黒部名水マラソン完走記の序章1
5月25日(月) 晴れときどき曇り
さてと、黒部名水マラソンの完走記ですが、今日はその序章ということで、走りまでは至りません。失速したレースは書き始めるのが億劫なので序章がどうしても長めになります。
***完走記(序章)ここから***
マラソン前日の23日土曜日、天気予報を見ると東日本はほぼ好天で雨の心配は全くない。朝起きてから出発の準備を開始した。日差しがきつそうなので、ランシャツではなく白のランT、下はランパン。アームサポーター、ふくらはぎサポーター、太ももサポーターも用意。前二者はサポーター用途ではなく日焼け防止のためである。

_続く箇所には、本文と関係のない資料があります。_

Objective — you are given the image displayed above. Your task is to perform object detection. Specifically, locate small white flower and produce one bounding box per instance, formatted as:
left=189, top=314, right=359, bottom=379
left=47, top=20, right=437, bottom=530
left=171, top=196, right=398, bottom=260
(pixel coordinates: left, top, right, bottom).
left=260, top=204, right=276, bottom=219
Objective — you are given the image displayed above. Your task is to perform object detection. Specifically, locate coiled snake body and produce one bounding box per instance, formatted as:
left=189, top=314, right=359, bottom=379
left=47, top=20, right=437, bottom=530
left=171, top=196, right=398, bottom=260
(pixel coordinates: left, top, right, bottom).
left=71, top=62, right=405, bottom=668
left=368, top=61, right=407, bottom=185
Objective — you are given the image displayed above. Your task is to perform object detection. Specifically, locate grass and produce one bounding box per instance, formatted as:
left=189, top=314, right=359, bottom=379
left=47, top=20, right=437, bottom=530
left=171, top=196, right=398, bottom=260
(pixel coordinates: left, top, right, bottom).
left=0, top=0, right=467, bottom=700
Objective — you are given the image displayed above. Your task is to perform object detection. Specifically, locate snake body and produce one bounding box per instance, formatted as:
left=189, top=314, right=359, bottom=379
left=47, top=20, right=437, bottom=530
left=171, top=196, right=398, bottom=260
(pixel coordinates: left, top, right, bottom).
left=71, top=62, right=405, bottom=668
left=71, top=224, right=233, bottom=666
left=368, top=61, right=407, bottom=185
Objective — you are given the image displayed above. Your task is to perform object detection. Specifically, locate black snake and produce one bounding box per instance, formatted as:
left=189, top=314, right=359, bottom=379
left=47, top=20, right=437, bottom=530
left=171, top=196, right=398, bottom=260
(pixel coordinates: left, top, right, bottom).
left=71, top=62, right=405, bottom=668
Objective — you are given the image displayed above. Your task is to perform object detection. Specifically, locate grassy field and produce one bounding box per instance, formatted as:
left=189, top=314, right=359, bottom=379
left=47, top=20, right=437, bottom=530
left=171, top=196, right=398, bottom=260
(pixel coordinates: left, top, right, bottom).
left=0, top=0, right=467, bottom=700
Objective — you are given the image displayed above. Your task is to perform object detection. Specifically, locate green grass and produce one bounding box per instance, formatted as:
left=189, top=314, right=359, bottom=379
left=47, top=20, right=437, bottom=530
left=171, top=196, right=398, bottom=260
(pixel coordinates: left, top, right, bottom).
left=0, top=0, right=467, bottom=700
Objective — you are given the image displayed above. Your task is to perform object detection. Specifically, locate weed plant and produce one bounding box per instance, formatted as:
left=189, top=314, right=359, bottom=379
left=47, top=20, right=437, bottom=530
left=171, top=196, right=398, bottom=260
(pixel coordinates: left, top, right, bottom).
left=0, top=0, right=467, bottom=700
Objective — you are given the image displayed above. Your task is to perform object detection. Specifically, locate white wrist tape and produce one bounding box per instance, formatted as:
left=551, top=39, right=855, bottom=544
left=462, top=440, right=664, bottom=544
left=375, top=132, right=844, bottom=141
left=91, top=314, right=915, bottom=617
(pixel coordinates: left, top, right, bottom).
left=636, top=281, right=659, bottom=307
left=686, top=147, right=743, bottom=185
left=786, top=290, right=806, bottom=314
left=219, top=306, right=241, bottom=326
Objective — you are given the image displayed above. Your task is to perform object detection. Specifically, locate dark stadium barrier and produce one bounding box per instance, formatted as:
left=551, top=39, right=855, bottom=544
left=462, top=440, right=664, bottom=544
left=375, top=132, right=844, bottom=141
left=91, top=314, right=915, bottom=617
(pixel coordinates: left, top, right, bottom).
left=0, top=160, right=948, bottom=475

シューズは迷ったが、無難なウェーブマーキュリーにした。インソールは耐衝撃性の高いものを持参したが、厚くてかかとのホールド感が頼りないため、結局使わなかった。
昼前にラーメンライス(カーボローディングのつもり)を食べてから出発。北鎌倉まで徒歩。横須賀線、上野東京ライン、京浜東北線を乗り継ぎ蒲田駅到着。東口に出て猥雑な近道を10分ほど歩くと京急蒲田駅に出る。そこから羽田行に乗り込んだ。自宅から羽田空港まで335円の出費で済んだ(ICカード利用、北鎌倉-蒲田間は通勤定期利用)。

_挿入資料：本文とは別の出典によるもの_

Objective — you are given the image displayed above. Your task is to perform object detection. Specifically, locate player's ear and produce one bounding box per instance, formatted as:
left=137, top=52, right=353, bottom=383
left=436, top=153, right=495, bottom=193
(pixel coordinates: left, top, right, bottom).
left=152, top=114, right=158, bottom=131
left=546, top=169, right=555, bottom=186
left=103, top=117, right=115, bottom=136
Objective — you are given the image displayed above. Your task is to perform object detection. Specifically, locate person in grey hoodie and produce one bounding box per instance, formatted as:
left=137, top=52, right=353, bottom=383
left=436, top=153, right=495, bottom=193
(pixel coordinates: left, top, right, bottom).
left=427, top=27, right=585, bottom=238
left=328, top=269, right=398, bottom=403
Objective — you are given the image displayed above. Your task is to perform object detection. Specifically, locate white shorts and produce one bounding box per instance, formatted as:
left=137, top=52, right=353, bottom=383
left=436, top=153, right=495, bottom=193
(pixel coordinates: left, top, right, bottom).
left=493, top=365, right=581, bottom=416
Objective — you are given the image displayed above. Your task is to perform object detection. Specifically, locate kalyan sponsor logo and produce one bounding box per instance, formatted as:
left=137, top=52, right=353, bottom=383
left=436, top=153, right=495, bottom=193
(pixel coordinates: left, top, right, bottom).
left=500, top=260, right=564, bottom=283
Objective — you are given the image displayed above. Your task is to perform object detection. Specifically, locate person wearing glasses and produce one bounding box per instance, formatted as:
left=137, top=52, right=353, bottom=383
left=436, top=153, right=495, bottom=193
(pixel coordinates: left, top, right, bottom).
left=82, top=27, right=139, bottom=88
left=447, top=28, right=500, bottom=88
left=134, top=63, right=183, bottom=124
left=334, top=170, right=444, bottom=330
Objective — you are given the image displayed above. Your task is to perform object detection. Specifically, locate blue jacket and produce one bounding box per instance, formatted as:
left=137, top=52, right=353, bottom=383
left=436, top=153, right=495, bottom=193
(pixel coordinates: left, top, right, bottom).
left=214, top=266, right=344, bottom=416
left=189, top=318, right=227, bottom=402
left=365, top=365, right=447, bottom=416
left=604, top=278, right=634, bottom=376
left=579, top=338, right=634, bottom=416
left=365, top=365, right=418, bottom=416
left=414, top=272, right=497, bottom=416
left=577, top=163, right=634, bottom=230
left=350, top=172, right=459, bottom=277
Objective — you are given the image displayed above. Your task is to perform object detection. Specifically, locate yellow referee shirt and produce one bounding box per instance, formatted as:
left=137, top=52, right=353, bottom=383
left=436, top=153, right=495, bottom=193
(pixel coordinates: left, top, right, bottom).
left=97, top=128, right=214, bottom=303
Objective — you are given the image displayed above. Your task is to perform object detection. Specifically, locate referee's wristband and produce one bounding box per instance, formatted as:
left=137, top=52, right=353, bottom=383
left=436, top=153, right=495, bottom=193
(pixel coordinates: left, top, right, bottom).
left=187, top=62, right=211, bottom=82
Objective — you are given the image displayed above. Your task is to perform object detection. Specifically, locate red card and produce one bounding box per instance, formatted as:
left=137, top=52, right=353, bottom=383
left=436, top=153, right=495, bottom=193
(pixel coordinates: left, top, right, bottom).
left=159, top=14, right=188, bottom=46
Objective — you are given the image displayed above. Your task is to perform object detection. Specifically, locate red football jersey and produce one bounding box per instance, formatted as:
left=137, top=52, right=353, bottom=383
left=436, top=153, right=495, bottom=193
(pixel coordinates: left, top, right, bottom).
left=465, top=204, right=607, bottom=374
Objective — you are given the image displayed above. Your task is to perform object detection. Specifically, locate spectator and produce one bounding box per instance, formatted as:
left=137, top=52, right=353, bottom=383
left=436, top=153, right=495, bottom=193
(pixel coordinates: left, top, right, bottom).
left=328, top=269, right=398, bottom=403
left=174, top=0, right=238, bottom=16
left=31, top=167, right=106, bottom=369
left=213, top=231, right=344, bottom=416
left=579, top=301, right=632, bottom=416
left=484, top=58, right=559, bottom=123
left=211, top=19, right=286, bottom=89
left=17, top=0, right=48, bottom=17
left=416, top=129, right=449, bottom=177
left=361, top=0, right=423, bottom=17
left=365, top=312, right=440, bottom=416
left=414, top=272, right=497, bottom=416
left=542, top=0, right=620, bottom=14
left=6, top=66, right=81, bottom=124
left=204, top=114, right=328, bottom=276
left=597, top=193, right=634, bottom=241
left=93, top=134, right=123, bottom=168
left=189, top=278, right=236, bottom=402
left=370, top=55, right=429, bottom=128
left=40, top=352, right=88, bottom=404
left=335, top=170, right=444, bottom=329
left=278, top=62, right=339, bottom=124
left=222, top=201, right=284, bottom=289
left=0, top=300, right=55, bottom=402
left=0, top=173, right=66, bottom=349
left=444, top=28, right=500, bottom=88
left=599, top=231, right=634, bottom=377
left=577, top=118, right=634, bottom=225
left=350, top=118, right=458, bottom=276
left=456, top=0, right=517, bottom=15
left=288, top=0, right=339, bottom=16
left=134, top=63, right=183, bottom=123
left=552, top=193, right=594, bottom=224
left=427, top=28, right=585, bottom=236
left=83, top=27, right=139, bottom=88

羽田空港でチェックインしてターミナルまで移動、少し待ってから乗機。飛行機は定刻通りに羽田出発。天気がよくてお台場やだだっ広いJR品川駅付近がよく見えた。遠くには富士山も少しだけ見えた。
東京と富山間を陸路で行くと北アルプスを迂回しなければならず、開業した北陸新幹線でさえかなりの走行距離になるのだが、直線距離ならばたかだか250km程度である。1時間程度で行けてしまう空路が断然おすすめである。あえて新幹線開業のメリットを挙げれば、開業により対抗上航空料金が安くなったことである。というわけで、今回の遠征での航空料金は往復19480円で済んだ。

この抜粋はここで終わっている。